On Tue, Nov 06, 2018 at 05:17:14PM -0800, Andy Lutomirski wrote:
> On Tue, Nov 6, 2018 at 4:02 PM Sean Christopherson
> <sean.j.christopherson@...el.com> wrote:
> >
> > On Tue, Nov 06, 2018 at 03:39:48PM -0800, Andy Lutomirski wrote:
> > > On Tue, Nov 6, 2018 at 3:35 PM Sean Christopherson
> > > <sean.j.christopherson@...el.com> wrote:
> > > >
> > > > On Tue, Nov 06, 2018 at 03:00:56PM -0800, Andy Lutomirski wrote:
> > > > >
> > > > >
> > > > > >> On Nov 6, 2018, at 1:59 PM, Sean Christopherson <sean.j.christopherson@...el.com> wrote:
> > > > > >>
> > > > > >>> On Tue, 2018-11-06 at 13:41 -0800, Andy Lutomirski wrote:
> > > > > >> Sean, how does the current SDK AEX handler decide whether to do
> > > > > >> EENTER, ERESUME, or just bail and consider the enclave dead?  It seems
> > > > > >> like the *CPU* could give a big hint, but I don't see where there is
> > > > > >> any architectural indication of why the AEX code got called or any
> > > > > >> obvious way for the user code to know whether the exit was fixed up by
> > > > > >> the kernel?
> > > > > >
> > > > > > The SDK "unconditionally" does ERESUME at the AEP location, but that's
> > > > > > bit misleading because its signal handler may muck with the context's
> > > > > > RIP, e.g. to abort the enclave on a fatal fault.
> > > > > >
> > > > > > On an event/exception from within an enclave, the event is immediately
> > > > > > delivered after loading synthetic state and changing RIP to the AEP.
> > > > > > In other words, jamming CPU state is essentially a bunch of vectoring
> > > > > > ucode preamble, but from software's perspective it's a normal event
> > > > > > that happens to point at the AEP instead of somewhere in the enclave.
> > > > > > And because the signals the SDK cares about are all synchronous, the
> > > > > > SDK can simply hardcode ERESUME at the AEP since all of the fault logic
> > > > > > resides in its signal handler.  IRQs and whatnot simply trampoline back
> > > > > > into the enclave.
> > > > > >
> > > > > > Userspace can do something funky instead of ERESUME, but only *after*
> > > > > > IRET/RSM/VMRESUME has returned to the AEP location, and in Linux's
> > > > > > case, after the trap handler has run.
> > > > > >
> > > > > > Jumping back a bit, how much do we care about preventing userspace
> > > > > > from doing stupid things?
> > > > >
> > > > > My general feeling is that userspace should be allowed to do apparently
> > > > > stupid things.
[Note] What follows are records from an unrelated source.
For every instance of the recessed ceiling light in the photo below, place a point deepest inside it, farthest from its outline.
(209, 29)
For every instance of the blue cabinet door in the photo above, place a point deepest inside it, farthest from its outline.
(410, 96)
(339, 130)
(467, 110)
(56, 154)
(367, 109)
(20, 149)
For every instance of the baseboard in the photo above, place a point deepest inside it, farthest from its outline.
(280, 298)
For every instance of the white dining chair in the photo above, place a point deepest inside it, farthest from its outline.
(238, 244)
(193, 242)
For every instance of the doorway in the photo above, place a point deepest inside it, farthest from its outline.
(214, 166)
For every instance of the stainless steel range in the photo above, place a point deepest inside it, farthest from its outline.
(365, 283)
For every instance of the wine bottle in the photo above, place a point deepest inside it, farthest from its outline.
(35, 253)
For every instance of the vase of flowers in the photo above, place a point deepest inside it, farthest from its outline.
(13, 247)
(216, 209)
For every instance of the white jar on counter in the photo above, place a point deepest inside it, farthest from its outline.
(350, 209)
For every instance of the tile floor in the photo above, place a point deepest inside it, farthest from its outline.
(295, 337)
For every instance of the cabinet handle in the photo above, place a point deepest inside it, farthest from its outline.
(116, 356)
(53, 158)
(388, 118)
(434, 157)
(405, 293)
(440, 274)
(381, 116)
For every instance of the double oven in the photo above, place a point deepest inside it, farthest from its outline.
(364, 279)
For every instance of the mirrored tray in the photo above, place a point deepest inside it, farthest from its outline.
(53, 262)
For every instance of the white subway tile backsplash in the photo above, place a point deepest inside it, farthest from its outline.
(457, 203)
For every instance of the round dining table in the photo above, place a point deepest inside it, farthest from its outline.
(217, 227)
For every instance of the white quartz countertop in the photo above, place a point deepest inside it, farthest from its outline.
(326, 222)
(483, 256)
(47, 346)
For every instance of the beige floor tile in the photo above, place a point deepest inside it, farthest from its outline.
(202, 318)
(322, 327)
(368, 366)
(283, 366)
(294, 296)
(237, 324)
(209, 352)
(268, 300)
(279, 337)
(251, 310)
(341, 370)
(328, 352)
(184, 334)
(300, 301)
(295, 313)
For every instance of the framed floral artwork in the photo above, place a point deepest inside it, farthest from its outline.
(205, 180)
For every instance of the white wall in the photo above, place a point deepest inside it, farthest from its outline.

For example, as far as the kernel is concerned, Wine and
> > > > > DOSEMU are just user programs that do stupid things. Linux generally tries
> > > > > to provide a reasonably complete view of architectural behavior. This is
> > > > > in contrast to, say, Windows, where IIUC doing an unapproved WRFSBASE May
> > > > > cause very odd behavior indeed. So magic fixups that do non-architectural
> > > > > things are not so great.
> > > >
> > > > Sorry if I'm beating a dead horse, but what if we only did fixup on ENCLU
> > > > with a specific (ignored) prefix pattern?  I.e. effectively make the magic
> > > > fixup opt-in, falling back to signals.  Jamming RIP to skip ENCLU isn't
> > > > that far off the architecture, e.g. EENTER stuffs RCX with the next RIP so
> > > > that the enclave can EEXIT to immediately after the EENTER location.
> > > >
> > >
> > > How does that even work, though?  On an AEX, RIP points to the ERESUME
> > > instruction, not the EENTER instruction, so if we skip it we just end
> > > up in lala land.
> >
> > Userspace would obviously need to be aware of the fixup behavior, but
> > it actually works out fairly nicely to have a separate path for ERESUME
> > fixup since a fault on EENTER is generally fatal, whereas as a fault on
> > ERESUME might be recoverable.
> >
> 
> Hmm.
> 
> >
> > do_eenter:
> >     mov     tcs, %rbx
> >     lea     async_exit, %rcx
> >     mov     $EENTER, %rax
> >     ENCLU
> 
> Or SOME_SILLY_PREFIX ENCLU?

Yeah, forgot to include that.

> >
> > /*
> >  * EEXIT or EENTER faulted.  In the latter case, %RAX already holds some
> >  * fault indicator, e.g. -EFAULT.
> >  */
> > eexit_or_eenter_fault:
> >     ret
> 
> But userspace wants to know whether it was a fault or not.  So I think
> we either need two landing pads or we need to hijack a flag bit (are
> there any known-zeroed flag bits after EEXIT?) to say whether it was a
> fault.  And, if it was a fault, we should give the vector, the
> sanitized error code, and possibly CR2.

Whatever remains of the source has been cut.